Les idées de droite, il faut les laisser à la droite, il faut les laisser pourrir la droite, comme Hortefeux est en train de le faire.

J'arrête là, mais je n'ai pas fini avec ce sujet.

9 commentaires:

  1. il manque un mot dans ton billet : patriotisme... c'est le pendant "positif" du nationalisme, c'est l'amour de la Nation de gauche, à mon sens, celui qu'enseignaient les hussards noirs de la République... évidemment, à l'époque c'était dans un but militaire, mais aujourd'hui, nous avons dépassé cela (enfin je crois^^)...

    RépondreSupprimer
  2. Ségoliste de la première heure, ça m'a gêné, "le coup du drapeau" !
    C'est un camarade PS qui m'a convaincu, en défendant :
    - la reconnaissance d’une identité nationale (territoire, histoire, langue, culture, économie), qui favoriserait la cohésion de la nation au détriment des communautarismes. L’identité nationale, pour la Gauche, est basée sur la République, le droit du sol, l’intégration des immigrés.
    - la reconnaissance des identités communautaires (identités religieuses, ethniques, sexuelles, politiques, …) qui garantirait le respect de chacun et la protection des minorités.

    RépondreSupprimer
  3. Oui, le patriotisme... à vrai dire je n'en suis pas tellement fan non plus, du moins du concept qui, comme tu dis, était forgé pour envoyé des jeunes à la défense de la patrie. Je ne dis pas que tout sentiment patriotique est automatiquement nationaliste.

    Il faudrait réfléchir un peu plus, mais je pense que dès qu'on érige ces idées en exemple... allez, tout le monde, il faut être patriotique, il faut avoir de l'identité nationale, qu'on est dans le nationalisme.

    En revanche, aimer son pays, c'est bien. Plutôt que de crier sur les mérites de la Nation, donnons aux gens des bonnes raisons d'aimer leur pays.

    RépondreSupprimer
  4. Thierry,

    Je vois comment ça peut partir d'une bonne intention. Mais pourquoi ne pas l'appeler autre chose, "identité française" ou "identité républicaine", par exemple?

    On aimerait bien qu'il y ait quelque chose de commun qui permettrait ensuite chacun ou chaque groupe d'afficher ses différences. J'ai peur que "la Nation" ne soit pas le meilleur point commun, car cette notion évoque tant de choses désagréables qui sont plutôt la négation des valeurs de pluralité que tu cites.

    Je pense que le "coup du drapeau" est assez emblématique du problème. A force de vouloir que la nation joue ce rôle, on finit avec de symboles vides.

    La seule identité nationale que je peux supporter, c'est une identité nationale qui ne pourrait jamais être appelée "identité nationale". Je sais, ce n'est pas très clair. Il va falloir qui je raffine un peu tout ça.
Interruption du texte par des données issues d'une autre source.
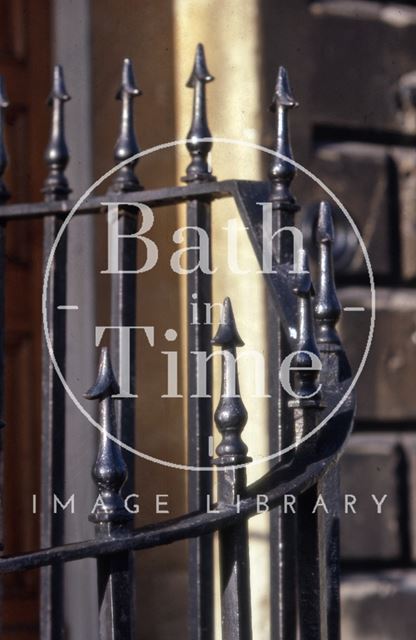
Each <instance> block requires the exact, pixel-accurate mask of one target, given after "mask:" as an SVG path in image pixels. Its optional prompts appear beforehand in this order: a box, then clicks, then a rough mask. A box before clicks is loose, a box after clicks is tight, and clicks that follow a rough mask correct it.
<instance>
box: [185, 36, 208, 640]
mask: <svg viewBox="0 0 416 640" xmlns="http://www.w3.org/2000/svg"><path fill="white" fill-rule="evenodd" d="M213 79H214V78H213V77H212V76H211V75H210V73H209V71H208V69H207V66H206V62H205V55H204V49H203V46H202V45H201V44H199V45H198V46H197V49H196V55H195V61H194V67H193V69H192V73H191V76H190V78H189V80H188V83H187V87H189V88H192V89H193V90H194V102H193V113H192V124H191V128H190V130H189V132H188V136H187V138H188V143H187V148H188V151H189V153H190V154H191V162H190V164H189V165H188V167H187V169H186V176H185V177H184V178H183V180H184V181H185V182H188V183H192V182H207V181H210V180H213V179H214V178H213V176H212V174H211V170H210V167H209V164H208V160H207V158H208V153H209V151H210V150H211V147H212V143H211V142H209V141H205V142H201V138H209V137H211V132H210V130H209V127H208V123H207V115H206V96H205V85H206V83H207V82H211V81H212V80H213ZM186 216H187V217H186V224H187V227H188V231H187V246H188V247H192V246H198V242H199V238H198V233H197V231H196V230H195V228H199V229H203V230H204V231H205V233H206V234H207V235H208V237H209V238H211V204H210V200H209V199H206V200H201V199H199V200H190V201H188V202H187V211H186ZM196 266H197V257H196V253H195V254H194V255H193V252H188V264H187V268H188V270H192V269H194V267H196ZM209 267H210V268H211V255H210V256H209ZM211 304H212V279H211V275H210V274H206V273H204V272H203V271H201V269H199V268H195V269H194V270H192V273H190V274H189V275H188V278H187V305H188V306H187V317H188V464H189V465H190V466H192V467H209V466H210V463H211V459H210V455H209V442H210V438H211V436H212V399H211V394H212V364H211V360H208V362H207V372H206V376H207V396H208V397H206V398H205V397H204V398H198V397H193V396H196V393H197V381H198V371H197V367H196V358H195V356H194V355H192V353H193V352H195V351H200V352H205V353H207V355H208V354H210V352H211V326H210V322H207V314H208V313H210V312H211V311H210V305H211ZM194 309H196V313H195V312H194ZM208 495H212V474H211V473H210V472H209V471H190V472H189V474H188V507H189V510H190V511H200V510H201V511H203V510H204V509H206V500H207V496H208ZM189 581H190V586H189V626H188V629H189V637H190V639H191V640H211V639H212V638H213V633H214V625H213V614H214V600H213V540H212V535H205V536H201V537H199V538H195V539H192V540H190V541H189Z"/></svg>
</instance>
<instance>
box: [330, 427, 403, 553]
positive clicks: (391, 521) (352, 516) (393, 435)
mask: <svg viewBox="0 0 416 640" xmlns="http://www.w3.org/2000/svg"><path fill="white" fill-rule="evenodd" d="M400 461H401V454H400V448H399V443H398V440H397V438H396V437H395V436H394V435H391V434H380V433H374V434H371V435H368V434H366V435H361V434H359V435H354V436H352V438H351V440H350V442H349V444H348V446H347V450H346V452H345V454H344V456H343V457H342V458H341V462H340V471H341V512H340V516H341V556H342V559H343V560H346V561H351V560H352V561H357V560H381V559H382V560H397V559H398V558H400V557H401V555H402V546H401V532H400V508H399V504H398V495H399V487H400V482H401V478H400ZM346 494H349V495H352V496H354V498H355V499H356V503H355V504H354V505H353V508H354V509H355V511H356V513H353V512H352V509H347V508H346V506H345V502H346V498H345V496H346ZM372 495H373V496H375V499H376V500H377V502H379V503H380V502H381V500H382V499H383V496H384V495H387V497H386V498H385V500H384V502H382V504H381V506H380V507H379V508H380V511H381V513H377V503H376V501H375V499H374V498H373V497H372ZM346 511H348V512H346Z"/></svg>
    Bienvenue, en tout cas.

    RépondreSupprimer
  5. Très bon billet. Juste un détail : le nationalisme ne peut pas être de gauche. Ou alors ce n'est pas du nationalisme ou ce n'est pas la gauche.

    RépondreSupprimer
  6. Nicolas,

    Je suis parfaitement d'accord avec toi!

    Et merci!

    RépondreSupprimer
  7. Surtout ce nationalisme ne peut pas etre défendu en dehors d'un ensemble de mesure pour rendre cette fierté nationale de gauche.
    Il ne suffit pas de dire vive le pays et vive le drapeau encore faut-il y mettre du contenu…
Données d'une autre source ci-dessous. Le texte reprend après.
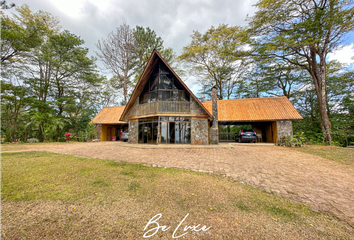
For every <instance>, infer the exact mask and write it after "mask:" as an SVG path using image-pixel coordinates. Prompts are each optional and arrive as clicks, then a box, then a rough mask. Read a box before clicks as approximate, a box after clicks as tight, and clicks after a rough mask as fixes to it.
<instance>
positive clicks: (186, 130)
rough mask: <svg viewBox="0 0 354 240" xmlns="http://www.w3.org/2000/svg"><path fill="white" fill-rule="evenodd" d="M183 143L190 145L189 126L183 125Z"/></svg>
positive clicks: (189, 127) (190, 130) (189, 123)
mask: <svg viewBox="0 0 354 240" xmlns="http://www.w3.org/2000/svg"><path fill="white" fill-rule="evenodd" d="M182 132H183V143H191V124H190V123H183V130H182Z"/></svg>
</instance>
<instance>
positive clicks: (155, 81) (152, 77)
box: [150, 74, 159, 91]
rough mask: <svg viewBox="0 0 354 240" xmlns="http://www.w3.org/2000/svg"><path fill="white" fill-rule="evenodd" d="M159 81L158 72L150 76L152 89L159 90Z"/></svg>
mask: <svg viewBox="0 0 354 240" xmlns="http://www.w3.org/2000/svg"><path fill="white" fill-rule="evenodd" d="M158 83H159V75H158V74H156V75H155V76H151V77H150V91H154V90H157V85H158Z"/></svg>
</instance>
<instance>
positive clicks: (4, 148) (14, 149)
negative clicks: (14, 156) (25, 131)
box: [0, 143, 25, 153]
mask: <svg viewBox="0 0 354 240" xmlns="http://www.w3.org/2000/svg"><path fill="white" fill-rule="evenodd" d="M23 149H25V148H23V147H22V146H20V145H19V144H11V143H2V144H0V153H1V152H4V151H16V150H23Z"/></svg>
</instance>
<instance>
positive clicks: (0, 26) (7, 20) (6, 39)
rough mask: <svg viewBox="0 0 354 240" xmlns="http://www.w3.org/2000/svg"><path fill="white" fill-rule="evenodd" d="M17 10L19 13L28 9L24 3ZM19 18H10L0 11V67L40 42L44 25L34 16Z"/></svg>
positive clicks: (36, 44)
mask: <svg viewBox="0 0 354 240" xmlns="http://www.w3.org/2000/svg"><path fill="white" fill-rule="evenodd" d="M17 10H18V11H20V12H21V13H24V12H25V11H26V12H28V11H29V9H28V6H26V5H24V6H22V7H20V8H17ZM15 16H16V15H15ZM16 17H17V16H16ZM20 19H21V18H10V17H8V16H6V15H4V14H2V13H1V12H0V40H1V41H0V67H3V65H4V64H5V63H7V62H15V61H18V60H20V59H21V58H22V57H24V54H25V53H28V52H29V51H30V50H31V49H33V48H35V47H37V46H39V45H40V44H41V43H42V38H41V35H42V33H43V29H44V25H43V24H42V23H41V22H40V21H37V19H36V18H32V19H27V21H21V20H20Z"/></svg>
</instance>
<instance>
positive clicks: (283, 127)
mask: <svg viewBox="0 0 354 240" xmlns="http://www.w3.org/2000/svg"><path fill="white" fill-rule="evenodd" d="M277 132H278V134H277V139H279V138H280V137H282V136H292V135H293V123H292V121H291V120H284V121H277Z"/></svg>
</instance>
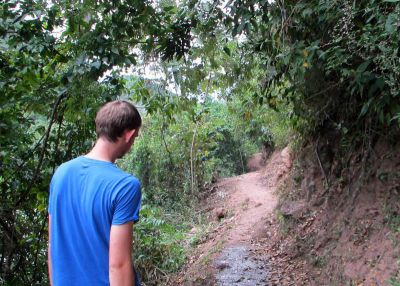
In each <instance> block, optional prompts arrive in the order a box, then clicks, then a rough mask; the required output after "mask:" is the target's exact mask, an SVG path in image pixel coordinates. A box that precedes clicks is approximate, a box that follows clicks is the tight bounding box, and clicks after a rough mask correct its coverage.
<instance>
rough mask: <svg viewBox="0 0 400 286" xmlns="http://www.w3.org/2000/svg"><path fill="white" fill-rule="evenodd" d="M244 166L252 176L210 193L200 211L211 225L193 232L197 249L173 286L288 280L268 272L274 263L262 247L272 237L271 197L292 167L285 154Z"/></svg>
mask: <svg viewBox="0 0 400 286" xmlns="http://www.w3.org/2000/svg"><path fill="white" fill-rule="evenodd" d="M249 163H250V164H251V168H252V169H256V171H254V172H251V173H247V174H244V175H241V176H237V177H233V178H228V179H224V180H221V181H220V182H218V183H217V184H216V185H215V186H214V188H213V189H212V190H211V192H212V194H211V195H210V196H209V197H208V199H207V202H206V205H205V206H204V211H205V212H207V213H208V216H209V217H210V219H211V220H213V221H214V223H213V224H212V227H211V228H210V229H208V230H197V229H194V230H193V233H192V235H193V236H196V235H197V236H199V235H200V236H201V237H200V242H199V244H198V248H197V250H196V252H195V253H194V254H193V255H192V257H191V258H190V261H189V263H188V265H187V266H186V267H185V269H184V270H183V271H182V273H181V275H180V277H179V278H178V279H177V280H176V281H174V283H177V284H179V285H249V286H250V285H282V284H280V283H281V282H282V281H283V280H286V281H287V280H288V279H286V278H284V277H281V276H280V275H278V274H277V273H276V272H274V270H273V269H271V266H270V261H271V259H274V258H273V257H271V255H270V254H269V252H268V247H266V242H267V241H268V240H269V238H270V237H271V236H272V235H273V234H272V233H271V232H273V231H276V227H271V224H272V223H273V222H274V220H273V211H274V209H275V207H276V204H277V198H276V196H275V194H274V192H275V191H276V189H277V187H278V186H279V184H280V182H282V180H283V178H284V177H285V176H286V174H287V173H288V171H289V170H290V168H291V166H292V162H291V159H290V154H289V152H288V150H287V149H284V150H283V151H276V152H275V153H273V155H272V156H271V158H270V160H269V161H268V163H267V165H266V166H261V164H260V156H259V155H256V156H255V157H254V158H253V159H252V160H250V162H249ZM200 232H201V233H200ZM199 233H200V234H199ZM286 285H290V282H289V281H287V283H286Z"/></svg>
    Pour ma part, je dissoudrais bien l'Etat dans une Europe des régions qui, historiquement, me semble tout à fait logique…

    :-)

    Les petits livres des éditions Filaplomb
    Le blog sans drapeau

    RépondreSupprimer
  8. L'état (ou l'Etat, plutôt) ne me dérange pas en soi. La Nation est une notion bien plus dangereuse, car elle suppose déjà une sorte de xénophobie. je n'ai jamais ressenti le besoin d'être fier de mon appartenance national, au sens où ce serait la marque d'une quelconque supériorité.